2011 NFL Division Preview
Happy Football is Back Day everybody!
That’s right, tonight is the night that the NFL makes it’s triumphant return to our television screens. I feel like the proverbial kid on Christmas morning. This is always one of my top days of the year, and this year with an offseason full of lockouts and lawsuits it feels all the more sweet to finally have real, actual football back in my life. I know the games don’t count, but simply because I’ve been deprived of football for so many months each year after the Super Bowl ends, this is the day I get more excited for than even the start of actual games.
To help us all get back into the swing of the NFL season I bring you the second installment in my series of NFL Division Previews. Today we go over the NFC Norris division, or the NFC North if we have to be all formal and stuff. This division has great historical rivalries, is a case study in how NFL offenses are evolving and above all is the best division top to bottom in the NFL. All of the teams have potential to win games, and the team that comes out on top will be battle tested and ready for playoff success.
In case you missed it, here is my NFC East Division Preview from earlier this week. And make sure to come back on Monday, where after a weekend of pigging out on glorious, glorious football we'll talk about the NFC South.
Green Bay Packers
2010: 10-6, second place in the NFC North
Better or Worse in 2011: Better
If the Green Bay Packers 2011 Super Bowl victory proved anything, it’s that the NFL has officially completed it’s transformation from a downhill running league to a spread formation, pass first league.
The Packers dominated the air, both on offense and defense, and rode that strategy all the way to a Lombardi trophy. The writing has been on the wall for a decade now, offenses that feature the pass first, like the Patriots, Colts, Saints and even the Steelers (yes I put the Steelers in there, the 2006 championship was still a run first team, but by 2009 they were a predominantly passing squad), have gobbled up the championships.
I mean, every 16 year old who grew up playing Madden knows that the way to win is to spread a defense out and beat them with speedy receivers and an accurate, strong armed quarterback. It’s not that these offenses don’t run the ball well, the key here is that it all starts with the pass, leading to openings in the running game.

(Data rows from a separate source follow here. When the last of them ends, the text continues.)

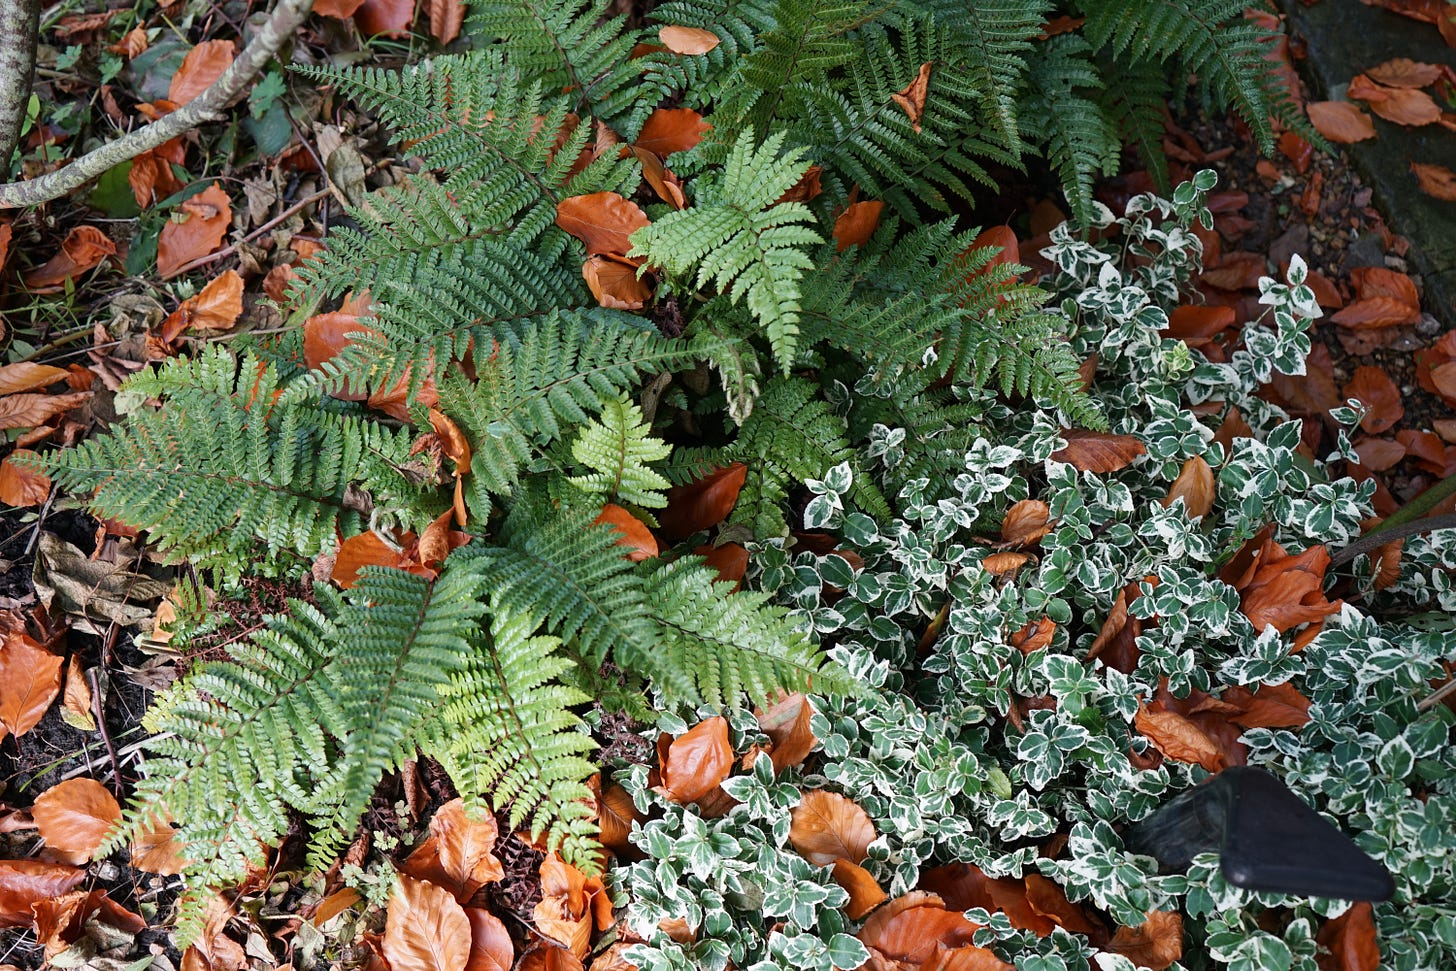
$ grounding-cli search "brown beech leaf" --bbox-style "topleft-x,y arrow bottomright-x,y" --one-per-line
168,40 -> 234,106
1351,265 -> 1421,307
1366,57 -> 1443,87
788,789 -> 876,866
583,254 -> 652,309
181,893 -> 248,971
384,875 -> 471,971
1316,901 -> 1379,971
858,892 -> 981,965
754,693 -> 816,773
833,201 -> 884,252
635,107 -> 711,158
132,814 -> 188,875
1353,437 -> 1406,472
1023,874 -> 1105,941
0,860 -> 86,928
1343,365 -> 1404,434
658,25 -> 720,55
1307,101 -> 1376,142
1162,455 -> 1215,518
0,451 -> 50,507
923,944 -> 1015,971
32,778 -> 121,861
129,138 -> 186,208
534,855 -> 611,959
1107,911 -> 1184,971
356,0 -> 415,36
1364,86 -> 1442,126
332,532 -> 426,588
0,630 -> 63,737
60,655 -> 94,731
0,363 -> 68,395
158,184 -> 232,278
1239,543 -> 1341,634
1222,682 -> 1311,730
1001,500 -> 1051,546
597,784 -> 639,853
1134,704 -> 1226,772
696,542 -> 749,590
830,859 -> 887,919
314,0 -> 367,18
1330,295 -> 1420,329
659,463 -> 748,539
631,146 -> 687,209
981,552 -> 1028,576
595,504 -> 658,562
555,193 -> 650,256
1411,162 -> 1456,201
33,889 -> 144,960
661,716 -> 733,805
918,863 -> 1054,936
401,798 -> 504,903
777,165 -> 824,204
160,269 -> 244,343
0,392 -> 89,431
23,225 -> 117,289
428,0 -> 465,44
1052,429 -> 1146,472
890,62 -> 932,132
517,945 -> 585,971
1010,617 -> 1056,655
463,908 -> 513,971
1164,304 -> 1236,342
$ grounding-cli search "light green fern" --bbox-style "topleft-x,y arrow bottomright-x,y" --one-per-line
567,394 -> 673,508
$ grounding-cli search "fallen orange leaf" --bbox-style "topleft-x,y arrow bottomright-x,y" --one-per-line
427,0 -> 465,44
1307,101 -> 1376,142
594,504 -> 658,561
0,629 -> 63,738
383,875 -> 472,971
0,392 -> 90,432
0,860 -> 85,928
160,270 -> 245,343
1107,910 -> 1184,971
0,363 -> 68,395
582,254 -> 652,309
1009,616 -> 1056,655
555,193 -> 650,256
23,225 -> 117,290
596,783 -> 640,853
128,138 -> 187,208
1411,162 -> 1456,201
131,813 -> 188,876
314,0 -> 367,17
857,892 -> 982,965
158,184 -> 232,278
659,716 -> 733,805
788,789 -> 876,866
168,40 -> 235,107
1134,704 -> 1226,772
1052,428 -> 1146,472
0,451 -> 50,507
465,907 -> 514,971
891,62 -> 933,132
1343,365 -> 1405,434
1238,542 -> 1341,634
356,0 -> 415,35
635,108 -> 711,158
658,25 -> 720,55
1001,499 -> 1052,545
1366,57 -> 1443,88
1316,901 -> 1380,971
751,692 -> 816,773
533,854 -> 611,958
1161,455 -> 1215,518
32,778 -> 122,863
659,463 -> 747,540
401,798 -> 504,903
833,200 -> 884,252
830,859 -> 887,920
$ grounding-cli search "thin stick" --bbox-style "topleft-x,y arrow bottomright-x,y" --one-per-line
166,183 -> 333,276
1329,513 -> 1456,569
0,0 -> 315,209
1418,678 -> 1456,713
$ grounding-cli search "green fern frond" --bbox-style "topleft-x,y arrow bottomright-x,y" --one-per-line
567,394 -> 673,508
1022,35 -> 1121,228
630,131 -> 821,372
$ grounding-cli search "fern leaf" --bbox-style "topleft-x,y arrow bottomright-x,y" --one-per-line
567,394 -> 673,508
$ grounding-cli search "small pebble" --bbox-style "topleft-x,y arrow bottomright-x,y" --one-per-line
1383,255 -> 1407,272
1390,333 -> 1425,351
1417,314 -> 1442,337
95,861 -> 121,881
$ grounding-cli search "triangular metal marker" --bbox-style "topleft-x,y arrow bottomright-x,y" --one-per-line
1124,766 -> 1394,901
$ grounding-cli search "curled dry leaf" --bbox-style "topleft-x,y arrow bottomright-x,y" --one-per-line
595,504 -> 658,561
981,552 -> 1028,576
61,655 -> 94,731
891,62 -> 932,132
0,451 -> 51,507
1023,873 -> 1105,941
0,392 -> 90,432
1316,901 -> 1380,971
0,629 -> 64,737
658,25 -> 720,55
0,860 -> 86,928
923,944 -> 1014,971
158,184 -> 232,278
0,363 -> 68,395
1001,499 -> 1052,546
23,225 -> 117,290
401,798 -> 504,903
534,855 -> 612,958
555,193 -> 650,256
833,201 -> 884,252
752,692 -> 816,773
1307,101 -> 1376,143
659,462 -> 748,540
1134,704 -> 1226,773
384,875 -> 472,971
831,859 -> 887,920
168,40 -> 235,106
660,716 -> 733,805
32,778 -> 122,862
583,254 -> 653,310
919,862 -> 1057,937
129,138 -> 186,208
160,270 -> 245,343
1366,57 -> 1443,87
1162,455 -> 1215,518
788,789 -> 876,866
1107,910 -> 1184,971
857,892 -> 981,965
1343,365 -> 1404,434
1238,542 -> 1341,634
1052,428 -> 1146,472
32,888 -> 144,960
635,108 -> 711,158
1009,616 -> 1056,655
1411,162 -> 1456,202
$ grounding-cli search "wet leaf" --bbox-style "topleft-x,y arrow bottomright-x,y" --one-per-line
1162,455 -> 1215,518
658,25 -> 720,54
1107,911 -> 1184,971
383,875 -> 471,971
833,201 -> 884,252
0,629 -> 63,737
660,716 -> 733,805
168,40 -> 234,106
1316,901 -> 1379,971
1307,101 -> 1376,142
0,860 -> 85,927
583,254 -> 652,309
555,193 -> 650,256
158,184 -> 232,278
831,859 -> 887,919
789,789 -> 876,866
160,270 -> 244,343
1134,704 -> 1226,772
1052,429 -> 1146,472
1343,365 -> 1404,434
32,778 -> 121,861
23,226 -> 117,290
858,892 -> 981,965
890,62 -> 932,132
0,363 -> 68,395
400,798 -> 504,903
635,108 -> 710,158
1366,57 -> 1442,87
1411,162 -> 1456,201
659,463 -> 748,540
465,908 -> 513,971
0,451 -> 50,507
594,504 -> 658,561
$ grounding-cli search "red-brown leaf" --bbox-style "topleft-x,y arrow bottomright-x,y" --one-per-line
754,692 -> 816,773
833,201 -> 884,252
384,875 -> 471,971
1222,682 -> 1312,730
0,392 -> 89,431
1162,456 -> 1215,518
555,193 -> 650,256
158,184 -> 232,278
594,504 -> 658,561
890,62 -> 932,132
0,363 -> 68,395
1343,365 -> 1404,434
0,630 -> 63,738
1364,86 -> 1442,126
830,859 -> 887,920
0,860 -> 86,928
1001,499 -> 1052,545
582,254 -> 652,309
1052,429 -> 1146,472
400,798 -> 504,903
22,226 -> 117,289
160,269 -> 244,343
356,0 -> 415,36
635,108 -> 711,158
1307,101 -> 1377,142
1316,901 -> 1380,971
0,451 -> 50,507
658,25 -> 720,55
1134,705 -> 1226,772
1107,911 -> 1184,971
427,0 -> 465,44
32,778 -> 121,862
788,789 -> 876,866
659,463 -> 747,539
1366,57 -> 1443,87
1411,162 -> 1456,201
858,893 -> 981,964
1239,543 -> 1342,634
659,717 -> 733,805
168,40 -> 234,106
464,908 -> 514,971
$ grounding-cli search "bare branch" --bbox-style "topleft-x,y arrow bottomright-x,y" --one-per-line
0,0 -> 314,210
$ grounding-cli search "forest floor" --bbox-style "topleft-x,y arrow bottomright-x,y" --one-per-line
0,0 -> 1453,969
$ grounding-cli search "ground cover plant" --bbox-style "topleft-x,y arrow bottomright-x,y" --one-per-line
0,0 -> 1453,969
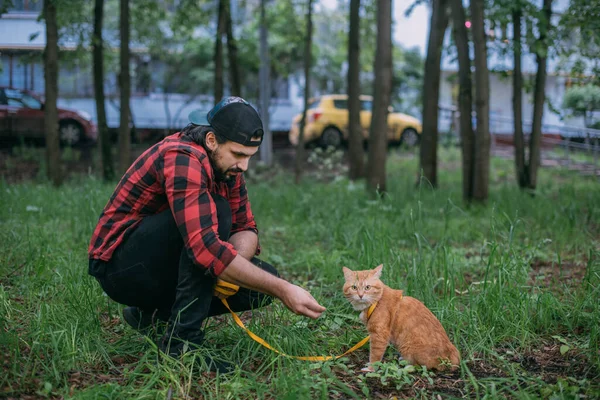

The Packers personified this pass first mentality in 2010, basically running an “air raid” offense, the same kind of multiple receiver, downfield passing attack that colleges have been using to put up crazy numbers for years. I could go on for another thousand or so words about the Xs and Os advantages of this offensive philosophy, but your already probably skimming through this, so I’ll just say that it takes advantage of vertical seem routes and the fact that defenses can’t cover the whole field, and it all relies on how good the quarterback is.
The Packers aren’t likely to change anything in 2011, after all defensive coordinators are still probably about two or three years away from figuring out how to stop their attack (hint: look at the TCU 4-2-5 scheme). They have one of the best quarterbacks in the league and an aggressive, disrupting defense.